My work was on Providence Journal. I just heard about it from my friend. RISD grad show runs until May 30th.
RISD graduate show embraces the new austerity
01:00 AM EDT on Thursday, May 21, 2009
By Bill Van Siclen
Journal Arts Writer
The pieces in Yong Joo Kim's "Reconfiguring the Ordinary" collection are made from an unlikely mix of Velcro, zip ties and dried beans.
In these recessionary times, many Americans have found ways to make do with less. They spend more time at home, stretch their budgets by buying no-frills products and materials and express their inner handyman (or handywoman) by doing more of their own home repairs and improvements. Some intrepid types have even embraced newfangled concepts such as green design and sustainability.
Judging by this year's RISD graduate show -- or, as it's officially known, the Annual Graduate Thesis Exhibition -- artists, too, are feeling the economic pinch. Indeed, the show, which runs through the end of the month at the Rhode Island Convention Center, brims with work that both embodies and comments on the new austerity. Artists, it seems, have discovered the joys of Recession Chic.
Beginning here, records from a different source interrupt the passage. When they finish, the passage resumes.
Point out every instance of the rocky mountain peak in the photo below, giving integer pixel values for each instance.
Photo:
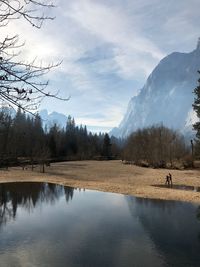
(168, 90)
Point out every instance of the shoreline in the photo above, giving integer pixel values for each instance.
(114, 177)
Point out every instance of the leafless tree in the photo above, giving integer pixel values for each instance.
(22, 83)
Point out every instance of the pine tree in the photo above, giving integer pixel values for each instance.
(196, 107)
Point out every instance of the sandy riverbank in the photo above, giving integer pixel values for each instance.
(112, 176)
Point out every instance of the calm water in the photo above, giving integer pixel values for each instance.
(50, 225)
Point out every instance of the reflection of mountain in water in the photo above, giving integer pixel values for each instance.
(172, 227)
(28, 195)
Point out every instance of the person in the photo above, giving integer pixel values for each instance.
(170, 179)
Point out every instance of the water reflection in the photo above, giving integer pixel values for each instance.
(43, 228)
(172, 227)
(28, 195)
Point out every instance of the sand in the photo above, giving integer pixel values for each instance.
(112, 176)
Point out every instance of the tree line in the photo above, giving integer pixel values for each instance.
(24, 137)
(156, 146)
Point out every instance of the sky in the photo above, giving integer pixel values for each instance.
(107, 48)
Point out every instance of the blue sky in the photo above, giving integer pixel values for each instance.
(108, 48)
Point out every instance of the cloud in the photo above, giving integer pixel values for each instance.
(108, 48)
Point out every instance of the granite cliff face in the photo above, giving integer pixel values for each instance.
(166, 97)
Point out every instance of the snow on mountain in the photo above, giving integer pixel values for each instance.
(50, 118)
(166, 97)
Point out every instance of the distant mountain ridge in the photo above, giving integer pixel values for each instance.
(54, 117)
(166, 97)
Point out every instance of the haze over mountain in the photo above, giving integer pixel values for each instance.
(166, 97)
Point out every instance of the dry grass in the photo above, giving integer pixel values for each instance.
(112, 176)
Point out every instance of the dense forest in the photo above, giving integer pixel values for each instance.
(26, 138)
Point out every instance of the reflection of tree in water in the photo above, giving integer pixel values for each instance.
(198, 213)
(28, 195)
(69, 192)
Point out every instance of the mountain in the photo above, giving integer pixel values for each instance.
(50, 118)
(166, 97)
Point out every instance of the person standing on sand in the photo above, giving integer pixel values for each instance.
(167, 180)
(170, 179)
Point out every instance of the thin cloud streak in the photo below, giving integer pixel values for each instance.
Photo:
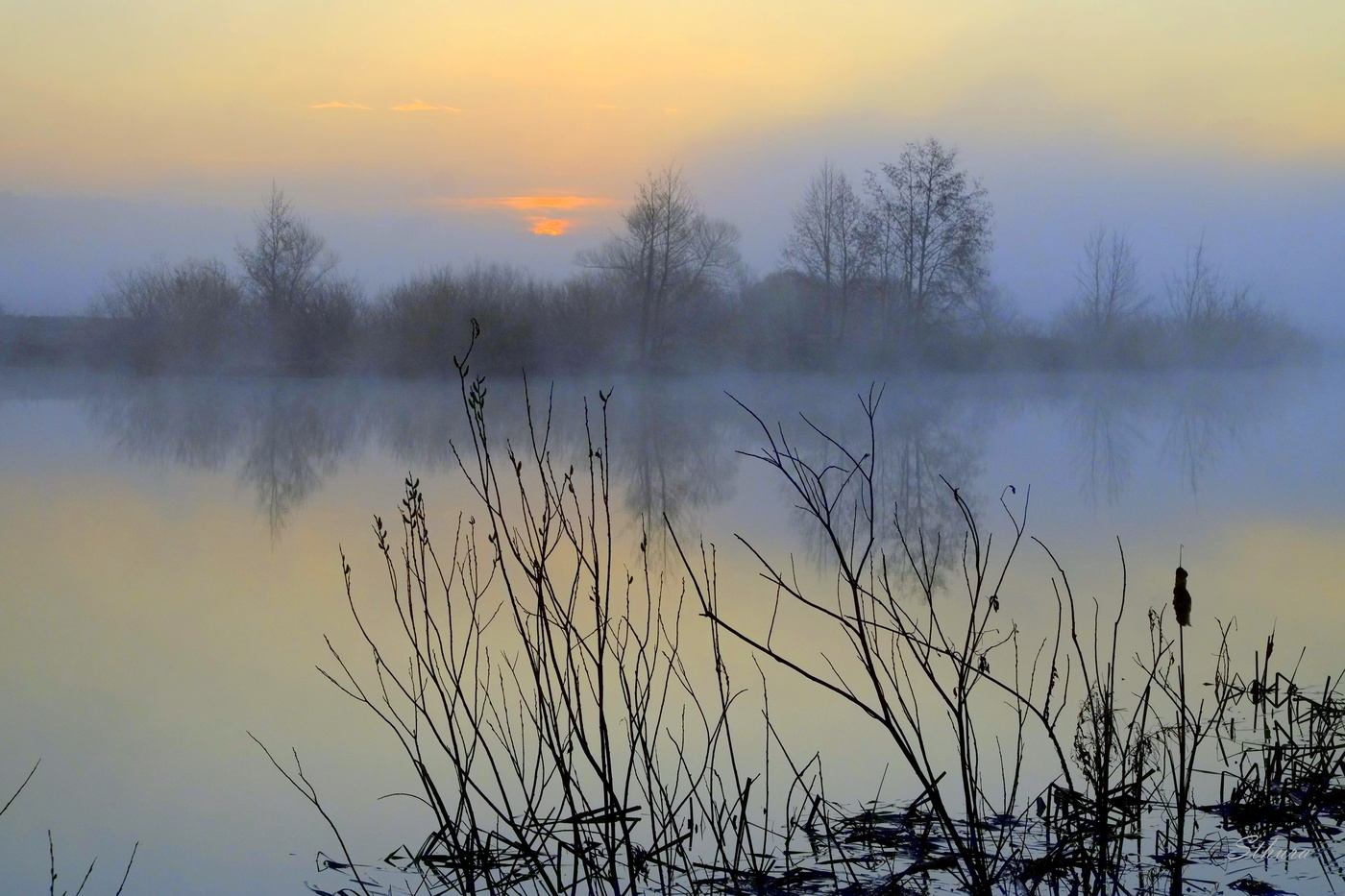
(550, 227)
(338, 104)
(526, 204)
(420, 105)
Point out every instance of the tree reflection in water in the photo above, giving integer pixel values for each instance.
(672, 442)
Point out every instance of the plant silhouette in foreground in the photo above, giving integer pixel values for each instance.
(574, 729)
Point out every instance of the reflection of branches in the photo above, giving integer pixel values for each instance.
(291, 435)
(192, 424)
(1207, 417)
(1203, 415)
(1106, 429)
(296, 442)
(923, 440)
(676, 447)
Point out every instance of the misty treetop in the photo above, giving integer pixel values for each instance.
(885, 272)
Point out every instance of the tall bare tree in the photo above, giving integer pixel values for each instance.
(928, 231)
(827, 242)
(289, 278)
(672, 254)
(1107, 284)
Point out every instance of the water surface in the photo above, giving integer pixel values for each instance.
(170, 563)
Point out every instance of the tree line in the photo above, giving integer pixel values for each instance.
(890, 274)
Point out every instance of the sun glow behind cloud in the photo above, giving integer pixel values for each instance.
(424, 107)
(103, 103)
(542, 225)
(550, 227)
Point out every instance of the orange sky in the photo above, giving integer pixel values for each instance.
(414, 101)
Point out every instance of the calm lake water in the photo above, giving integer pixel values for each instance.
(170, 564)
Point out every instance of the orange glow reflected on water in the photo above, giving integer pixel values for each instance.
(549, 227)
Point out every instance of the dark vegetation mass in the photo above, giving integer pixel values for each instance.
(885, 275)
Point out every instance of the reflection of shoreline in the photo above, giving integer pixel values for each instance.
(1194, 419)
(672, 442)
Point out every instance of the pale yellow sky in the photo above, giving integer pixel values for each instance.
(494, 118)
(518, 98)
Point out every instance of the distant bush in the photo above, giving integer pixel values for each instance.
(183, 316)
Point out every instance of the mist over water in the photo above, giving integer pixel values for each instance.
(205, 514)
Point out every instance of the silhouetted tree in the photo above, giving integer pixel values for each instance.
(928, 231)
(289, 276)
(670, 254)
(1107, 285)
(181, 315)
(827, 244)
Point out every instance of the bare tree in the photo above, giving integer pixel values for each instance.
(289, 278)
(672, 254)
(928, 233)
(1200, 298)
(1107, 281)
(181, 315)
(827, 242)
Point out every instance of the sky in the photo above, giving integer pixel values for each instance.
(416, 133)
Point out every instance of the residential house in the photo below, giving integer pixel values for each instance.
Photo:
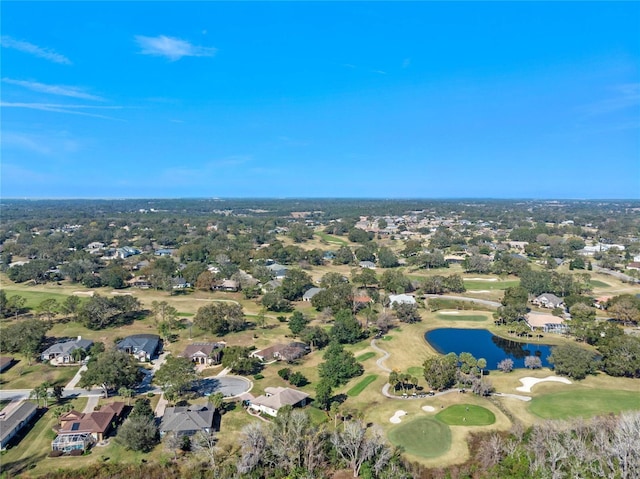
(179, 283)
(203, 353)
(127, 251)
(546, 322)
(139, 282)
(276, 397)
(287, 352)
(401, 299)
(367, 264)
(548, 300)
(82, 430)
(61, 352)
(228, 285)
(14, 421)
(361, 301)
(142, 346)
(310, 293)
(187, 420)
(277, 270)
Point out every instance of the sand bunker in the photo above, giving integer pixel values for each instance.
(395, 419)
(529, 382)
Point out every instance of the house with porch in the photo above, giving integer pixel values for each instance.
(548, 300)
(204, 353)
(12, 422)
(142, 346)
(61, 352)
(82, 430)
(275, 398)
(188, 420)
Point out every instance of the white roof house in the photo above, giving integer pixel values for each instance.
(274, 398)
(401, 299)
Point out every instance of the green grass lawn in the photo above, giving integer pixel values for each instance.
(584, 403)
(461, 317)
(317, 415)
(34, 298)
(358, 388)
(490, 285)
(365, 356)
(423, 437)
(23, 376)
(466, 415)
(330, 238)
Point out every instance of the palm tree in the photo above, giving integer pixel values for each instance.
(78, 354)
(482, 363)
(126, 392)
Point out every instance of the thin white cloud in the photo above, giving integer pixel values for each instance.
(57, 108)
(47, 143)
(62, 90)
(625, 96)
(171, 48)
(35, 50)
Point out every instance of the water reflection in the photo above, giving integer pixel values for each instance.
(483, 344)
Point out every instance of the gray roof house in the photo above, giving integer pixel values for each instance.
(310, 293)
(274, 398)
(401, 299)
(142, 346)
(15, 420)
(277, 270)
(60, 353)
(187, 420)
(548, 300)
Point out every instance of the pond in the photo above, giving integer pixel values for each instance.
(484, 344)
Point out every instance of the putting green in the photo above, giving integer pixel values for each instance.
(466, 415)
(423, 437)
(584, 403)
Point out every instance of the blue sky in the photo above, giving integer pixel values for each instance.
(327, 99)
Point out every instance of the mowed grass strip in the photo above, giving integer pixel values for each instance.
(423, 437)
(358, 388)
(466, 415)
(584, 403)
(490, 285)
(365, 356)
(331, 239)
(461, 317)
(34, 298)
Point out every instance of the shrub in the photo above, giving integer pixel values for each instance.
(506, 365)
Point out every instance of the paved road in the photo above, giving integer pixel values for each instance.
(21, 394)
(484, 302)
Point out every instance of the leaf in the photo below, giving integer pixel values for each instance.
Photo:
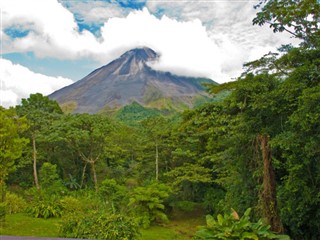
(248, 235)
(235, 214)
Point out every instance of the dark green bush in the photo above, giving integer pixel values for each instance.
(233, 227)
(97, 225)
(46, 208)
(14, 203)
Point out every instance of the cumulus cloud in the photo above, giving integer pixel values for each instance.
(19, 82)
(53, 31)
(206, 38)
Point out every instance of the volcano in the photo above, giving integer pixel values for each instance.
(131, 79)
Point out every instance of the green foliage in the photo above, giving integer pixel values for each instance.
(11, 142)
(113, 193)
(99, 226)
(15, 203)
(185, 206)
(300, 18)
(23, 225)
(45, 208)
(233, 227)
(148, 203)
(50, 180)
(71, 204)
(134, 113)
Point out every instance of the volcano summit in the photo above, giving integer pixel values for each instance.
(130, 79)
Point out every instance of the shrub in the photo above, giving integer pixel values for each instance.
(148, 203)
(233, 227)
(46, 208)
(99, 226)
(14, 203)
(70, 205)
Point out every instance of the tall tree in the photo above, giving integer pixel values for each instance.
(86, 135)
(39, 111)
(300, 18)
(12, 146)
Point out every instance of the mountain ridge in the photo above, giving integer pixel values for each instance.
(127, 79)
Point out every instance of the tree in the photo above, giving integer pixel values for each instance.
(157, 131)
(85, 135)
(300, 18)
(39, 111)
(12, 146)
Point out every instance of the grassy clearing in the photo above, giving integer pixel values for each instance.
(23, 225)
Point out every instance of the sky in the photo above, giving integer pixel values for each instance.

Need a new sofa? Check out Pete Oyler's c! omfy (if slightly bruised looking) loveseat made from layers of distressed cardboard. A chandelier? Try Mike Green's Strip Door Chandelier, a striking work that suggests a giant glow-in-the-dark jellyfish. (Actually, it's make from strips of plastic flooring material.)
How about jewelry? The pieces in Yong Joo Kim's "Reconfiguring the Ordinary" collection are made from an unlikely mix of Velcro, zip ties and dried beans. (And, no, I'm not making that up.)
In fact, that wonderfully simple phrase -- reconfiguring the ordinary -- could serve as the show's unofficial title. Almost anywhere you look around the Convention Center's cavernous Hall A, you'll find artists and designers adjusting and adapting their work to reflect today's leaner times.